The physicochemical properties of the identified proteins—including amino acid length, molecular weight (MW), theoretical isoelectric point (pI), instability index, aliphatic index, and grand average of hydropathicity (GRAVY)—were calculated using Tbtools-II (v2.323) [47].

4.2. Phylogenetic Analysis

A species phylogeny of the 66 non-algal taxa was generated using the online TimeTree resource to depict the evolutionary relationships among the selected species [48]. For phylogenetic analyses of TPST, PSK, PSY, CIF, and RGF proteins, sequences from the 126 species were aligned by multiple sequence alignment using DNAMAN (v6.0.3.99). Neighbor-joining (NJ) trees were then constructed in MEGA11 [49]. To ensure phylogenetic robustness, maximum-likelihood trees were inferred with IQ-TREE (v2.0.3) using the best-fitting substitution model selected by ModelFinder [50]. All trees were visualized and esthetically refined using ChiPlot tvBOT (version 2.6.1).
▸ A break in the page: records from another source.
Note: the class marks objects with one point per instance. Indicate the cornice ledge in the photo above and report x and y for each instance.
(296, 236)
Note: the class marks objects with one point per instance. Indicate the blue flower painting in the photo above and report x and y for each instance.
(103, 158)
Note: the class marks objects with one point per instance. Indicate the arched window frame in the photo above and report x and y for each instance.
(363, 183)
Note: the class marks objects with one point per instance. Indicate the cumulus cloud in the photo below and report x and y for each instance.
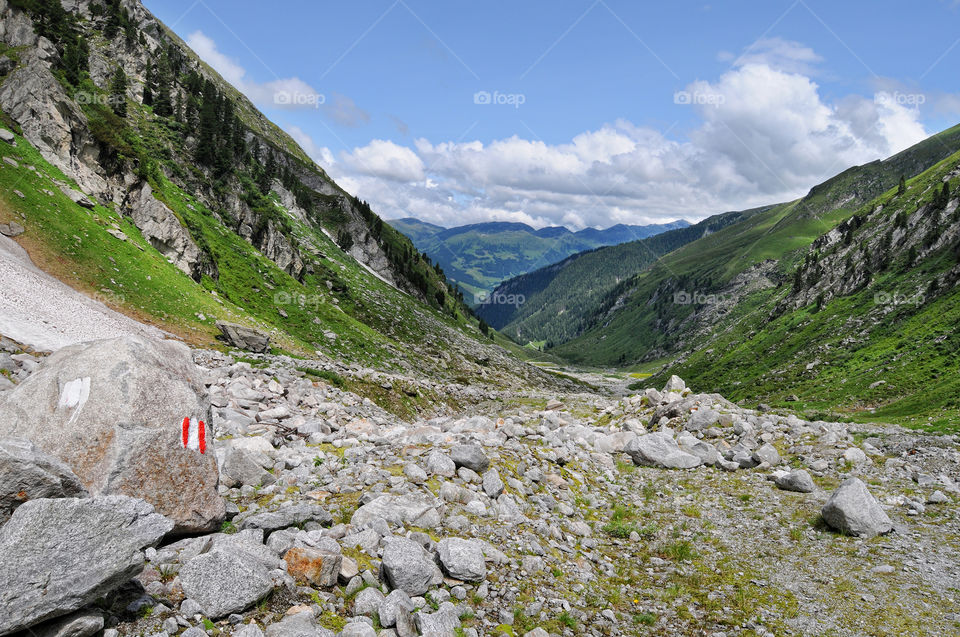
(766, 135)
(284, 93)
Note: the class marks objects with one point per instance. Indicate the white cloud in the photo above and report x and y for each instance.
(770, 137)
(285, 93)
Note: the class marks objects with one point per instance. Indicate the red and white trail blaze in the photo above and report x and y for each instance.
(194, 435)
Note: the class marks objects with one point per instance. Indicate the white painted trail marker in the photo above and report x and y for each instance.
(194, 435)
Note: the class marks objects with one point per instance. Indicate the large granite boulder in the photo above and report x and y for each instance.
(125, 415)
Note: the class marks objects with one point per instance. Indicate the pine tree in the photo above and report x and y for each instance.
(118, 92)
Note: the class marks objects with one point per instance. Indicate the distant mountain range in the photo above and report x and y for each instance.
(479, 256)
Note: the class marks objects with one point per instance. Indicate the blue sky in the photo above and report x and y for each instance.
(585, 113)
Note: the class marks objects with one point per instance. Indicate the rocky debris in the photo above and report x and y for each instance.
(113, 411)
(470, 456)
(29, 474)
(462, 559)
(659, 449)
(58, 555)
(797, 480)
(11, 229)
(407, 567)
(244, 337)
(853, 510)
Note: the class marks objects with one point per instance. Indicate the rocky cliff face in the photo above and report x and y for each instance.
(51, 114)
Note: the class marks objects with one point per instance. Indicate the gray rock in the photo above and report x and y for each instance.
(392, 606)
(224, 583)
(406, 566)
(57, 556)
(797, 480)
(441, 623)
(286, 517)
(367, 602)
(660, 450)
(80, 624)
(243, 337)
(470, 456)
(767, 453)
(853, 510)
(462, 559)
(113, 410)
(492, 484)
(26, 473)
(298, 625)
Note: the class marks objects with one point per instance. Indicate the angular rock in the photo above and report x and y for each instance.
(243, 337)
(224, 583)
(470, 456)
(26, 473)
(853, 510)
(59, 555)
(406, 566)
(313, 566)
(660, 450)
(462, 559)
(797, 480)
(113, 411)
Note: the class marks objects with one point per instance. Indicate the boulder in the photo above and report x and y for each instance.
(660, 450)
(470, 456)
(59, 555)
(224, 583)
(29, 474)
(406, 566)
(116, 411)
(852, 509)
(462, 559)
(243, 337)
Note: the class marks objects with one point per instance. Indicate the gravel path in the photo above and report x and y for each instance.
(38, 310)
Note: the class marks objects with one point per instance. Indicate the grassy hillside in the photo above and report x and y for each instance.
(479, 256)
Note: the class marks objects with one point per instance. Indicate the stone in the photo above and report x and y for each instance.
(286, 517)
(83, 623)
(224, 583)
(492, 484)
(367, 602)
(659, 449)
(113, 411)
(797, 480)
(407, 509)
(394, 604)
(406, 566)
(59, 555)
(767, 453)
(244, 337)
(462, 559)
(26, 473)
(313, 566)
(470, 456)
(853, 510)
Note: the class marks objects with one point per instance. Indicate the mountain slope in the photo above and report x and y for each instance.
(140, 175)
(479, 256)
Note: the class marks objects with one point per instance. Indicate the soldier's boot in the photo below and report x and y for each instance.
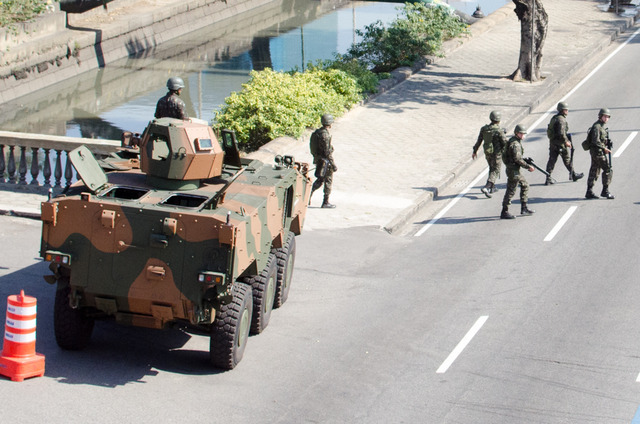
(326, 204)
(486, 189)
(505, 213)
(314, 187)
(605, 193)
(590, 194)
(524, 210)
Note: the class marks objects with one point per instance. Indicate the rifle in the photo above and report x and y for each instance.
(571, 172)
(531, 162)
(610, 147)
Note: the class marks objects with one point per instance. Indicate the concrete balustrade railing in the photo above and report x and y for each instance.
(43, 157)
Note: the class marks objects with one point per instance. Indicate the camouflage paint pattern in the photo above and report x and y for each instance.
(138, 244)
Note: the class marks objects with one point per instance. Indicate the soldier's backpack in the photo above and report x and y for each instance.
(552, 123)
(585, 144)
(499, 142)
(488, 138)
(313, 144)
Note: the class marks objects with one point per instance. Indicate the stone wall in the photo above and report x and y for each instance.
(46, 52)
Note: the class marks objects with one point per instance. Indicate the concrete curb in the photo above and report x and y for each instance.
(407, 214)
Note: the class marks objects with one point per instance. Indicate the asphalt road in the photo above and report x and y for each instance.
(470, 319)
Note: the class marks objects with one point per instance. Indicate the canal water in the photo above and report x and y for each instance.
(213, 62)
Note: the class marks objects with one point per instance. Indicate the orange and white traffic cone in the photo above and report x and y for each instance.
(19, 359)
4.3. Cis-Element Analysis, Chromosomal Mapping, and Synteny Analysis

Using TBtools-II, 2000 bp upstream sequences from the ATG start codon of LcTPST, LcPSK, LcPSY, and LcCIF were extracted. Cis-regulatory elements (CREs) were predicted using the PlantCARE database [51], and the results were visualized and esthetically refined in R (v4.4.3). Chromosomal locations of LcTPST, LcPSK, LcPSY, and LcCIF genes were plotted in TBtools-II. Synteny analyses and visualization were performed using MCScanX and the Multiple Synteny Plot functions implemented in TBtools-II [52].
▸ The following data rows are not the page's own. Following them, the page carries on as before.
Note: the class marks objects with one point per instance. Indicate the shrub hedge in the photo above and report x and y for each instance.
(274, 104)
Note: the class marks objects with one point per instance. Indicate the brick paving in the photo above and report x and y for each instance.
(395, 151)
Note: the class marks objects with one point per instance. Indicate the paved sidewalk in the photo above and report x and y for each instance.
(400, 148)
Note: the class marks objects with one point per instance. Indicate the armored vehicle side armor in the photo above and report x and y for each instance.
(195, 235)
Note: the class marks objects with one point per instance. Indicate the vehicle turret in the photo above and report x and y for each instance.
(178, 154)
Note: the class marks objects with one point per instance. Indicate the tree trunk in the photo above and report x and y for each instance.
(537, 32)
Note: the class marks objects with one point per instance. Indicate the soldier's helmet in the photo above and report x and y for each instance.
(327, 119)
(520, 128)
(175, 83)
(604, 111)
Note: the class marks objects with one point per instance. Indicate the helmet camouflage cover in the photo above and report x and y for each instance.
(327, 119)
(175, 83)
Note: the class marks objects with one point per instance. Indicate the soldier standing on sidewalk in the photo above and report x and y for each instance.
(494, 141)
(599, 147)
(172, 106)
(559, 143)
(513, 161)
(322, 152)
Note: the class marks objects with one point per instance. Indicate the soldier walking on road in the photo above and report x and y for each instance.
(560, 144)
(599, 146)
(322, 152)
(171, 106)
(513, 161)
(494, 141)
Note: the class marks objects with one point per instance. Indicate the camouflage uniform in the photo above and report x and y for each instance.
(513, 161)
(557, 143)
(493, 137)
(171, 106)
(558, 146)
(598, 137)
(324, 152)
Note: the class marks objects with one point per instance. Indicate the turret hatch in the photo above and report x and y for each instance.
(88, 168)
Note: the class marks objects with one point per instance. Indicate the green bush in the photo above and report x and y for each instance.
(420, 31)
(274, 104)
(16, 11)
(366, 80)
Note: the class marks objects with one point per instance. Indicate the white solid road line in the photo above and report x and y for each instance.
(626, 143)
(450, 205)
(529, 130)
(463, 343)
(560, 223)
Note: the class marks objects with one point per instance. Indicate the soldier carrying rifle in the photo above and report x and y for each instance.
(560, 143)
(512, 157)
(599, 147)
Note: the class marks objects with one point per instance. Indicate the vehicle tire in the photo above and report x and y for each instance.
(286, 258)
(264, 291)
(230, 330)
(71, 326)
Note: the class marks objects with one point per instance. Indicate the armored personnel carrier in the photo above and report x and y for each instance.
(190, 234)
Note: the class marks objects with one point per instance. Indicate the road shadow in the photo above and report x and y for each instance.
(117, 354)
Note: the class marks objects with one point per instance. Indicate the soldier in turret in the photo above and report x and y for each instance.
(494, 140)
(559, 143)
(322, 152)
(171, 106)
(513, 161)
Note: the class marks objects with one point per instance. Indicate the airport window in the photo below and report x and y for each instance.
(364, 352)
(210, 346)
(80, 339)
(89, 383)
4.4. Molecular Docking of Proteins

The three-dimensional structures of LcTPST in complex with LcPSK/LcPSY/LcCIF were predicted using the online AlphaFold server [53], with the automatic modeling mode selected in the AlphaFold analysis interface. The predicted 3D structures were visualized using PyMOL (v3.10).
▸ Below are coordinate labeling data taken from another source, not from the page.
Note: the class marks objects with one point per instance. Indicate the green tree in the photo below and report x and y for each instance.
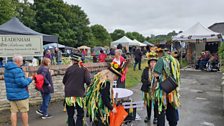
(129, 35)
(101, 35)
(7, 10)
(117, 34)
(69, 22)
(135, 35)
(26, 13)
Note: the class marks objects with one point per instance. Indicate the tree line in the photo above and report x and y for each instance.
(69, 22)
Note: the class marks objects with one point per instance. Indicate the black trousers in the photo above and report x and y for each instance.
(139, 64)
(71, 112)
(149, 110)
(171, 114)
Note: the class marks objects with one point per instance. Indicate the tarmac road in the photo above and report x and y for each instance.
(201, 100)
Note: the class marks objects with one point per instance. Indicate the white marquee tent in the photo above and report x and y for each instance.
(196, 37)
(125, 41)
(197, 33)
(140, 44)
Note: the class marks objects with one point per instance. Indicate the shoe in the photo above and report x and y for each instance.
(46, 116)
(155, 121)
(146, 119)
(39, 112)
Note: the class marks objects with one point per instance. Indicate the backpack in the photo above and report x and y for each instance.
(39, 82)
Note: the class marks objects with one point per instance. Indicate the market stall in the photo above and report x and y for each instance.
(198, 38)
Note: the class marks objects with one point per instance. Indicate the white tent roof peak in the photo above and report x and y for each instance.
(124, 41)
(197, 30)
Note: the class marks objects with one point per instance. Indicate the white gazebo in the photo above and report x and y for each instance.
(124, 41)
(139, 43)
(197, 38)
(88, 49)
(53, 45)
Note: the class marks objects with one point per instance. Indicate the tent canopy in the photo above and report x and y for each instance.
(54, 45)
(148, 43)
(15, 26)
(197, 32)
(139, 43)
(125, 41)
(84, 47)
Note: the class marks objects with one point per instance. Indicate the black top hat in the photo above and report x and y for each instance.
(76, 57)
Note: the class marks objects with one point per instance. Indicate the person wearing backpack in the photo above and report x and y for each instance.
(47, 88)
(16, 84)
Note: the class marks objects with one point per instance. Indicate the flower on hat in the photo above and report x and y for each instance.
(116, 66)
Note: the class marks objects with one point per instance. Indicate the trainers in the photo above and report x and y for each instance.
(146, 119)
(39, 112)
(46, 116)
(155, 121)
4.5. Transcriptome Analysis

RNA-seq datasets for Liriodendron were retrieved from the NCBI Sequence Read Archive (SRA), including transcriptomes from different organs of L. chinense (PRJNA559687 and PRJNA780974) [54,55], as well as datasets from the Liriodendron.chinense × Liriodendron.tulipifera covering somatic embryogenesis, cold/heat stress (PRJNA1177383 and PRJNA679089) [56], drought stress (PRJNA679101) [56], and cold stress (PRJNA761222). Expression profiles of target genes were extracted and visualized in R.

4.6. Gene Co-Expression Network Analysis

The co-expression correlation analysis tool on the OEBiotech platform (Shanghai, China) was used to calculate Pearson’s correlation coefficients (PCCs) between LcTPST, LcPSK, LcPSY, LcCIF, and other genes. Genes meeting the thresholds of |PCC| ≥ 0.60 and adjusted p values (Adj. p) < 0.05 were retained as significantly co-expressed partners and considered potential regulatory candidates. The resulting network was visualized using Gephi (v0.10.1) [57].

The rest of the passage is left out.